Józef Poniatowski
Poniatowski, Józef
Born May 7, 1763, in Vienna; died Oct. 19, 1813, near Leipzig. Prince, Polish general, marshal of France (1813). Nephew of the Polish king Stanisław Augustus.
Poniatowski served in the Austrian Army from 1780 and became an adjutant to Emperor Joseph II in 1788. He went to Poland in 1789 upon the invitation of Stanisław Augustus, participated in the reorganization of the Polish Army, and commanded a division. In 1792 during the war against the Confederation of Targowica and the tsarist troops he commanded an army. After the war, Poniatowski went to Vienna in 1793. He returned to Poland during the Polish Uprising of 1794, and, while commanding a division, successfully fought against the Prussian troops at Warsaw. He lived in Vienna from 1795 to 1798 and then returned to Poland.

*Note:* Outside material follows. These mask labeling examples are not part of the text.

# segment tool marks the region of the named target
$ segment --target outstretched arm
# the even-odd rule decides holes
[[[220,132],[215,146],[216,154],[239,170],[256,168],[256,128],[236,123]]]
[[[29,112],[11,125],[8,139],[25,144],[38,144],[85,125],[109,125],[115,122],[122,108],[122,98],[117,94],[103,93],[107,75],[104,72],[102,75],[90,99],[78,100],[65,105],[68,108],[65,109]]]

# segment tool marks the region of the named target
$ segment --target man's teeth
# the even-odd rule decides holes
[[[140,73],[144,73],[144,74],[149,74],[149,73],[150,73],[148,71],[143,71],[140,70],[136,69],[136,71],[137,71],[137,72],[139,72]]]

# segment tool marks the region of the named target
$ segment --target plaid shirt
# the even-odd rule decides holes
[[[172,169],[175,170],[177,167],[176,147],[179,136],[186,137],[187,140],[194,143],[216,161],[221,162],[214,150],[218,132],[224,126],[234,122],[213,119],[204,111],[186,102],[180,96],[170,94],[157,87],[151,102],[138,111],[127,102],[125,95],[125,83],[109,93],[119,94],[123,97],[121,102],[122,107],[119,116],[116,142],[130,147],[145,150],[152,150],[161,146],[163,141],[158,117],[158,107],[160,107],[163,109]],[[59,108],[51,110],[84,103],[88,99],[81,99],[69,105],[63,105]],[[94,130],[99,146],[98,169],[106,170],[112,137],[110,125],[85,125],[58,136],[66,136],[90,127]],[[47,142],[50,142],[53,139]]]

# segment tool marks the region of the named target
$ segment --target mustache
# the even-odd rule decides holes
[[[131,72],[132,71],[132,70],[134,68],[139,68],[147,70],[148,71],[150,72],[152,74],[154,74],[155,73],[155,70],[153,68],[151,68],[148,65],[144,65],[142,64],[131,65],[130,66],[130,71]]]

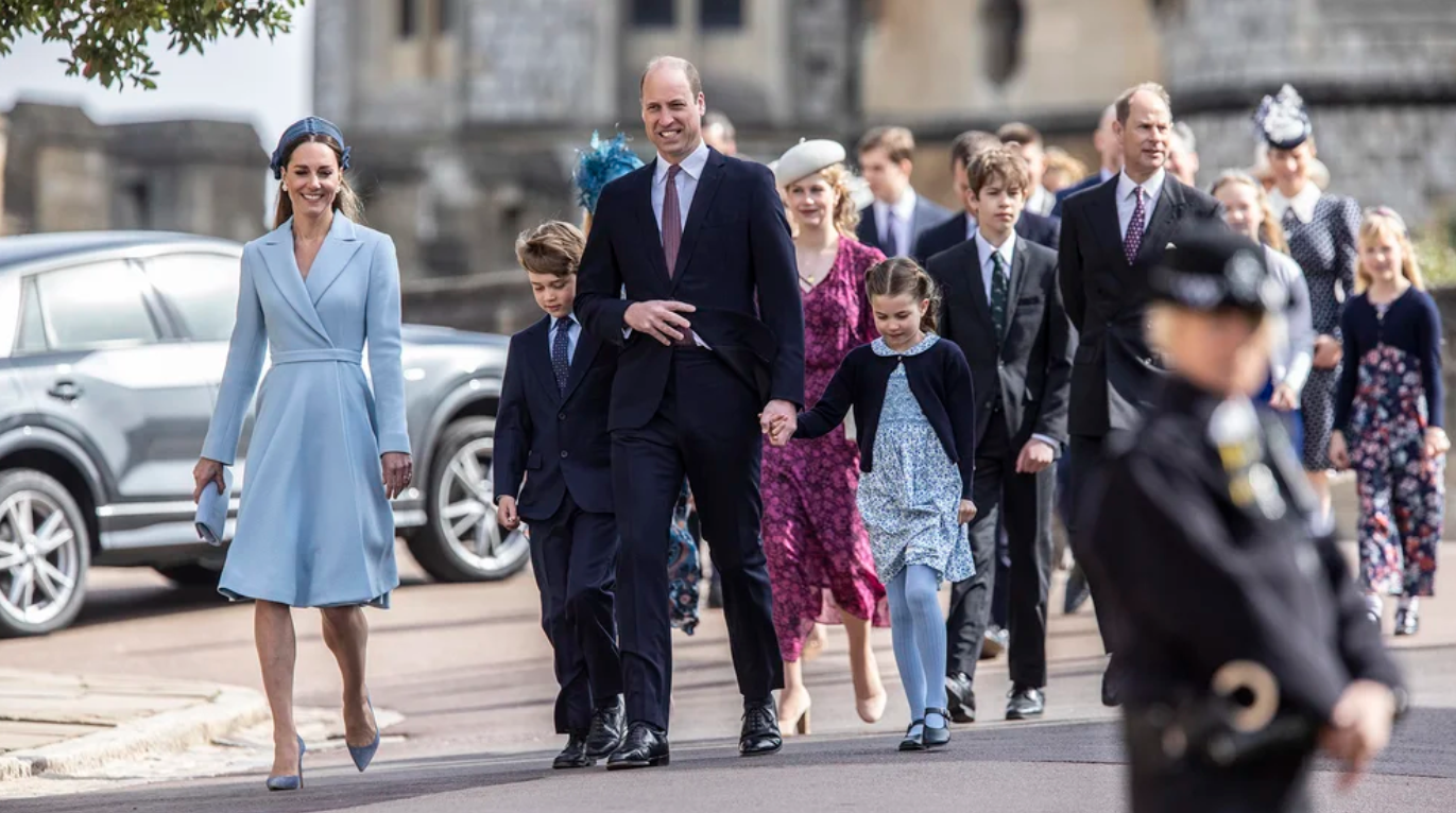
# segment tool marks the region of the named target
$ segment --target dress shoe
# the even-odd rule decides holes
[[[925,750],[925,720],[910,720],[906,739],[900,740],[900,750]]]
[[[1399,608],[1395,611],[1395,634],[1414,636],[1421,630],[1421,618],[1414,609]]]
[[[930,716],[932,714],[939,714],[941,716],[941,724],[939,726],[932,726],[930,724]],[[949,724],[949,721],[951,721],[951,713],[949,711],[946,711],[943,708],[926,708],[925,710],[925,720],[926,720],[926,723],[925,723],[925,733],[922,734],[922,737],[925,740],[926,750],[930,750],[932,748],[941,748],[945,743],[951,742],[951,724]]]
[[[1013,685],[1006,701],[1008,720],[1031,720],[1047,710],[1047,698],[1034,686]]]
[[[951,720],[957,723],[976,721],[976,691],[965,672],[945,676],[945,701],[951,707]]]
[[[598,707],[591,713],[591,729],[587,732],[584,746],[587,756],[593,761],[612,755],[622,745],[623,717],[626,708],[622,705],[622,695],[617,695],[610,705]]]
[[[773,698],[743,701],[743,733],[738,734],[740,756],[767,756],[783,748],[779,714]]]
[[[1005,627],[997,627],[992,624],[986,627],[986,634],[981,636],[981,660],[992,660],[997,654],[1006,652],[1006,646],[1010,644],[1010,631]]]
[[[587,755],[587,737],[577,732],[572,732],[571,737],[566,739],[566,748],[552,759],[550,766],[558,771],[562,768],[591,768],[597,761]]]
[[[1073,564],[1072,574],[1067,576],[1067,595],[1061,596],[1061,612],[1072,615],[1082,609],[1091,595],[1092,588],[1088,586],[1086,573],[1082,572],[1080,564]]]
[[[622,737],[622,745],[607,758],[607,771],[657,768],[667,764],[667,732],[655,729],[651,723],[632,723],[628,736]]]

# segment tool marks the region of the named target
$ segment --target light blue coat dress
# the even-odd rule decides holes
[[[293,220],[243,247],[237,324],[202,457],[232,464],[264,349],[272,368],[218,590],[291,606],[389,606],[399,586],[383,452],[409,452],[399,262],[335,212],[307,281]],[[360,365],[368,342],[370,381]]]

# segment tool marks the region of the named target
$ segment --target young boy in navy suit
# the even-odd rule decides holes
[[[572,314],[584,247],[581,230],[562,221],[515,240],[515,257],[546,317],[511,336],[495,425],[499,521],[531,526],[542,628],[556,653],[556,733],[569,739],[553,768],[587,768],[616,750],[625,713],[607,433],[617,351]]]
[[[941,335],[965,352],[977,397],[971,525],[976,574],[951,590],[946,695],[958,723],[976,720],[976,662],[996,589],[997,526],[1009,569],[1008,720],[1041,717],[1047,684],[1053,464],[1067,441],[1072,336],[1057,287],[1057,253],[1016,236],[1029,173],[1018,153],[993,147],[967,167],[971,240],[930,259],[942,291]]]

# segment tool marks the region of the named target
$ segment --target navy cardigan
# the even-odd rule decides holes
[[[875,355],[872,345],[855,348],[840,362],[814,409],[799,413],[794,436],[810,439],[827,435],[853,409],[859,432],[859,470],[874,471],[879,409],[885,403],[890,374],[900,362],[906,365],[906,380],[920,412],[935,429],[946,457],[961,468],[961,496],[971,499],[976,484],[976,387],[961,348],[945,337],[913,356]]]
[[[1350,433],[1350,410],[1360,378],[1364,355],[1377,345],[1405,351],[1421,365],[1421,387],[1425,390],[1427,426],[1444,426],[1446,393],[1441,383],[1441,314],[1436,300],[1414,287],[1395,298],[1385,311],[1376,313],[1364,294],[1345,303],[1340,314],[1344,342],[1344,369],[1335,390],[1335,429]],[[1353,442],[1353,438],[1350,438]]]

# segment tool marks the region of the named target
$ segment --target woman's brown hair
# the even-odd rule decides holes
[[[329,150],[333,150],[333,159],[338,164],[344,166],[344,150],[339,143],[331,135],[322,132],[307,132],[300,135],[297,141],[288,144],[288,148],[282,153],[284,173],[288,172],[288,161],[293,160],[293,151],[301,144],[323,144]],[[360,196],[349,186],[349,176],[339,169],[339,192],[333,196],[333,211],[344,214],[344,217],[360,223],[364,217],[364,205],[360,202]],[[282,225],[290,217],[293,217],[293,198],[288,196],[287,188],[278,189],[278,205],[274,208],[274,228]]]
[[[916,303],[930,301],[930,307],[925,308],[925,316],[920,317],[920,330],[935,332],[936,314],[941,313],[941,289],[923,268],[909,257],[890,257],[865,272],[865,295],[869,300],[906,294]]]

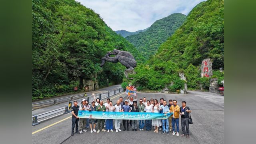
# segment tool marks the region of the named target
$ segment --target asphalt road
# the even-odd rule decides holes
[[[87,96],[91,96],[92,94],[93,93],[94,93],[95,94],[102,93],[107,92],[108,91],[110,91],[111,90],[114,90],[116,89],[117,88],[121,88],[121,85],[118,84],[118,85],[110,86],[109,86],[106,88],[104,88],[99,89],[98,90],[97,90],[94,91],[88,92],[86,92],[86,94],[87,94]],[[81,93],[80,94],[81,94],[83,95],[84,93],[84,92],[83,92],[82,93]],[[48,99],[47,99],[47,100],[42,100],[40,101],[36,101],[36,102],[40,102],[42,101],[44,101],[46,100],[54,100],[54,99],[56,99],[56,98],[62,98],[66,97],[68,96],[71,96],[74,95],[77,95],[78,94],[70,94],[68,95],[66,95],[65,96],[63,96],[61,97],[58,97],[58,98]],[[81,98],[82,98],[80,97],[78,98],[77,99],[81,99]],[[76,100],[76,99],[75,99],[75,100]],[[50,105],[48,106],[40,108],[35,109],[34,110],[32,111],[32,116],[33,116],[34,115],[43,113],[44,112],[56,110],[58,108],[61,108],[62,107],[65,107],[65,106],[68,106],[68,102],[66,102],[63,103],[59,103],[58,104],[56,104],[56,105],[52,104],[51,105]],[[62,111],[62,111],[63,111],[63,110],[60,110],[60,111]]]
[[[219,94],[189,91],[186,94],[138,93],[138,99],[144,97],[159,100],[176,99],[178,104],[185,100],[192,111],[194,124],[190,125],[190,138],[156,133],[151,130],[75,134],[70,137],[71,113],[42,122],[32,126],[33,144],[96,144],[133,143],[135,144],[222,144],[224,142],[224,97]],[[111,98],[116,102],[119,96],[126,96],[122,92]],[[96,128],[97,128],[96,126]],[[123,128],[121,128],[122,130]],[[90,130],[89,129],[88,130]],[[152,129],[152,130],[153,130]]]

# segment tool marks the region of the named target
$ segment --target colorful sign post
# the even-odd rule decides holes
[[[129,96],[131,95],[136,96],[136,92],[137,89],[134,88],[134,86],[126,86],[126,94]]]

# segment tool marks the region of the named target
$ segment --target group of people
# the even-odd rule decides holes
[[[93,118],[79,118],[78,116],[78,111],[88,110],[89,111],[96,111],[101,112],[153,112],[167,114],[173,112],[168,119],[163,120],[114,120],[114,125],[116,132],[121,131],[120,129],[122,126],[121,120],[122,120],[122,125],[124,127],[123,131],[129,131],[129,126],[132,127],[132,131],[137,131],[137,122],[138,121],[139,128],[140,131],[144,130],[145,127],[146,130],[150,131],[152,126],[154,129],[154,132],[158,132],[159,130],[162,130],[162,134],[169,134],[169,131],[172,131],[172,135],[178,136],[179,135],[179,118],[181,116],[181,124],[182,132],[181,136],[186,135],[187,138],[189,138],[189,124],[188,119],[189,113],[191,112],[190,108],[186,106],[186,102],[182,101],[182,106],[180,107],[177,105],[177,102],[176,100],[169,100],[169,104],[163,98],[160,98],[160,102],[156,99],[151,98],[150,100],[146,100],[146,98],[143,98],[139,100],[139,104],[137,104],[137,97],[135,96],[134,100],[132,96],[128,96],[127,99],[124,102],[123,101],[123,98],[120,96],[119,100],[116,102],[114,106],[113,105],[112,101],[110,98],[107,99],[107,102],[103,104],[103,101],[98,98],[92,102],[90,106],[88,102],[83,99],[80,106],[78,106],[77,101],[74,101],[74,106],[72,107],[72,127],[71,135],[74,135],[74,130],[76,125],[76,131],[78,134],[83,133],[87,130],[86,128],[88,128],[89,124],[91,130],[91,133],[97,132],[99,133],[101,131],[108,132],[113,132],[113,125],[112,119],[93,119]],[[78,131],[78,122],[79,123],[79,130]],[[96,123],[98,123],[98,131],[95,129]],[[185,127],[186,126],[186,130]],[[106,128],[106,130],[105,129]]]

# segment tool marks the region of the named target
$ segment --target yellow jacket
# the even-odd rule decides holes
[[[174,112],[174,109],[175,109],[175,111]],[[173,112],[174,114],[174,118],[179,118],[180,117],[180,106],[178,105],[176,105],[174,107],[174,105],[172,105],[172,106],[170,107],[170,112]],[[172,114],[170,116],[172,118]]]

During the war between Russia, Prussia, and France of 1806–07, Poniatowski sided with Napoleon in 1806 as the French Army approached Warsaw. He became minister of war of the Duchy of Warsaw in 1807. He fought successfully against the Austrian troops in Galicia during the Austro-French War of 1809. In 1812 he formed the 100,000-man Polish Army and commanded the Polish V Corps of the Napoleonic Grand Army during Napoleon’s campaign in Russia. After the defeat of Napoleon’s army in Russia, Poniatowski retreated with the remnants of the Polish forces to Saxony and in 1813 joined Napoleon’s main forces, which had arrived from France. He commanded the VIII Corps in the battle of Leipzig of 1813, during which Napoleon made him a marshal of France and charged him with covering the retreat of the French Army. Having been seriously wounded, Poniatowski drowned while swimming across the Elster River. His remains were brought to Warsaw in 1814 and to Kraków in 1819, and he was buried on Wawel Hill. A monument to Poniatowski by the sculptor B. Thorvaldsen was erected in Warsaw in 1913.